Some pretty significant changes have been made to the order of events vis a vis Roger's disappearance and Mrs. Coulter. In the book, Roger goes missing before she shows up and then Lyra is so captivated by her and the idea of going north that she literally forgets about him for a time, which always struck me as an obvious bit of fudging on Pullman's part.
In the show, Lyra meets Mrs. Coulter first and convinces her to bring Roger to London, after which Roger is taken by Fox Guy (possibly on Mrs. Coulter's orders, to stop him from coming with them, which would be a delightfully villainous twist). Mrs. Coulter then promises to use her power and influence to find him once they're in London. In the book, Lyra starts to get suspicious of Mrs. Coulter because Mrs. Coulter keeps stringing her along with the promise of taking her to the north; I assume finding Roger is going to be the broken promise here.
The meeting between Lyra and Mrs. Coulter is where the fleshing out of Lyra and Lord Asriel really pays off. In the book, the way Lyra is just instantly smitten with her and agrees to be whisked off to London so she can be made into a pampered pet is blatantly out of character, to the point where Pullman has to invoke Mrs. Coulter's airy-fairy seduction powers to partially explain it. Now, it comes right on the heels of Lord Asriel blowing Lyra off and stirring up all of her resentment over not having parents, so you can totally see why this woman who swans into Lyra's life and offers to be her surrogate mother right at that particular moment would be Lyra's ultimate weakness.
Before we move away from Mrs. Coulter though, I have to highlight how the show has a grand old time dropping fat clues about her imminent villainous turn; I think about half of her dialogue to Lyra can be read as sinister double entendres.
As mentioned in my review, I thought the principal cast all did a good job, even when they differed from how they're described in the books. Two exceptions come in the form of Farder Coram and John Faa.

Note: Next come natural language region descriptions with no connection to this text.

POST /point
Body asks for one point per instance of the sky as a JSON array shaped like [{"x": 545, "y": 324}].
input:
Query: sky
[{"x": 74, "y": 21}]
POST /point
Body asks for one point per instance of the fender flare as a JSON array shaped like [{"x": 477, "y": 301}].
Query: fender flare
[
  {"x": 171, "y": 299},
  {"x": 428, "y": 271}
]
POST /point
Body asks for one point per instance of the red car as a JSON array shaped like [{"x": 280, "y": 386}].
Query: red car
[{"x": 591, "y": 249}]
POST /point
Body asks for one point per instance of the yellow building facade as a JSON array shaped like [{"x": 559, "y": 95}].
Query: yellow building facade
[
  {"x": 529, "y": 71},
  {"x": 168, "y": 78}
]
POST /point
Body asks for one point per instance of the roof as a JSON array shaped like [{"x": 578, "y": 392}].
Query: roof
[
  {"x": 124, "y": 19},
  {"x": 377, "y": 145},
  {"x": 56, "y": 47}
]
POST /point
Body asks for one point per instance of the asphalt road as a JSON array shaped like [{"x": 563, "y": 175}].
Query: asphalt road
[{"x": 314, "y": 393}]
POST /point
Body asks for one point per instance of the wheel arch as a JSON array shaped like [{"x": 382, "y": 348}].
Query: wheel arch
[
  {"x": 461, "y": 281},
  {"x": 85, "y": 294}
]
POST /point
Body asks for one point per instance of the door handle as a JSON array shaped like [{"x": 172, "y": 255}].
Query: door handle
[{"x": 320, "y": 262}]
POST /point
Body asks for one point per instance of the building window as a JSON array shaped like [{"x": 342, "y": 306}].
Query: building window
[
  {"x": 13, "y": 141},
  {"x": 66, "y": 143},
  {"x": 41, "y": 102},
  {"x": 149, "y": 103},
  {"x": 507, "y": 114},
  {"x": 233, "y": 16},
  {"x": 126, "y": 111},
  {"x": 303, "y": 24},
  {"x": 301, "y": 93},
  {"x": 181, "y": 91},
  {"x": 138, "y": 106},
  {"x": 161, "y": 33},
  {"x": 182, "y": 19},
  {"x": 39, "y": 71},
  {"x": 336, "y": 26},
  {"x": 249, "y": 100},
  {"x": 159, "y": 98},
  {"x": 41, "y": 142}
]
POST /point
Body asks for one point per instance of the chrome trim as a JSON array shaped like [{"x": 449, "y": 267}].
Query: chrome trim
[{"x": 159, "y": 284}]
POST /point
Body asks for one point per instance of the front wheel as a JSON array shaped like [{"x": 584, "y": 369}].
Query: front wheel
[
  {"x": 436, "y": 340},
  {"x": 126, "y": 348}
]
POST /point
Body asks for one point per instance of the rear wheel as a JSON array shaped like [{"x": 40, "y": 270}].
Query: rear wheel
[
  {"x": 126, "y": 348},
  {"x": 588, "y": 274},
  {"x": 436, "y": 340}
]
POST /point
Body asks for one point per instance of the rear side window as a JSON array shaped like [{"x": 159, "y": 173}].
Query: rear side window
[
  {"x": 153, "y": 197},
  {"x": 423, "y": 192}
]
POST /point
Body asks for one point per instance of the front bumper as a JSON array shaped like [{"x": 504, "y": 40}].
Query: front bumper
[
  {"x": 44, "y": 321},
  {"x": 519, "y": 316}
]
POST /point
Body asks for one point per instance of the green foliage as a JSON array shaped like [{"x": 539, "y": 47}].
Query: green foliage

Coram in the books is a spindly old man who's afflicted with some sort of neurological disorder; he does the whole "frail of body, sharp of mind" trope and teaches Lyra how to use the alethiometer for the first time. Here, he's a big burly dude who actually looks pretty much exactly the way I pictured John Faa. This seems to fundamentally alter the character in a way I'm not sure I like.
John Faa, meanwhile, is a strange case. As mentioned before, he's been turned into much more of a concrete authority figure than he was in the book. To be honest, I'm not sure the actor is really pulling this off--they're clearly going for a grand, regal presence, but he just comes off as a normal dude. In the book John Faa is a seasoned mercenary and military leader who fights with a big warhammer; I'm having trouble picturing this guy doing that.
I didn't get around to it in the review, but one pleasant surprise with this episode is how much humour is in it. My fear, expressed previously when discussing the series, that it would try too hard to be dour and serious appears to have been unfounded.
The funniest part of the episode: Lyra, trying to use the alethiometer for the first time to find Roger, yelling at it like it's a phone and Siri won't understand her question. God damn zoomers and their gadgets--in my day, we rescued our kidnapped friends the old fashioned way.
*
Wow, that ended up being way longer than I planned. Too long, actually--I've exhausted myself. Future installments will hopefully be shorter, since I won't be reacting to every single aspect of the production every time.